Medical necessity and views on hygiene 

For the US-based doctor, the most common motivations for adult circumcision are: 

The hygiene debate

In places like the US, circumcision surgery has been promoted as a practice for good hygiene. Removing the foreskin can make it simpler to wash the penis and reduces UTI and STI rates. However, according to Dr Malik, views are shifting and some now see it as an unnecessary procedure.  

Uncircumcised men who practice good hygiene can help prevent and limit these kinds of problems, by learning to regularly wash under the foreskin. It's also worth noting that UTIs in uncircumcised men are still relatively infrequent. When it comes to STIs, circumcised or not, it's also still key to practice safer sex. 

Where you grow up will likely help shape your views, and this is normal. Just remember, there's no right or wrong decision as far as the medical community is concerned. 

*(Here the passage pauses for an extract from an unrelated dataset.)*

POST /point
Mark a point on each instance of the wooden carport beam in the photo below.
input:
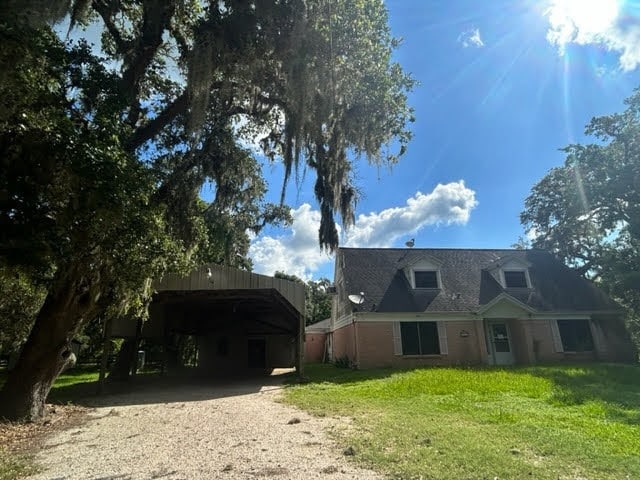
(300, 348)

Adult circumcision to prevent other conditions 

Dr Malik says: "from interacting with my patients, I have seen a definite decrease in the medical need to circumcise adults. Conditions like phimosis (tight foreskin), balanitis, and penile cancer used to be more common, but have become less prevalent with modern treatments and preventative care."

  • Recurring balanitis - inflammation of the penis head. A non-sexually transmitted infection.  

  • Penile cancer - the HPV vaccine has lowered penile cancer rates. Penile cancer is still very rare.

  • Recurrent balanoposthitis - inflammation of the foreskin and head of the penis. 

  • Paraphimosis - where a tight foreskin has been pulled back and cannot return to its original position. If this occurs, you need to go to your nearest emergency department immediately. 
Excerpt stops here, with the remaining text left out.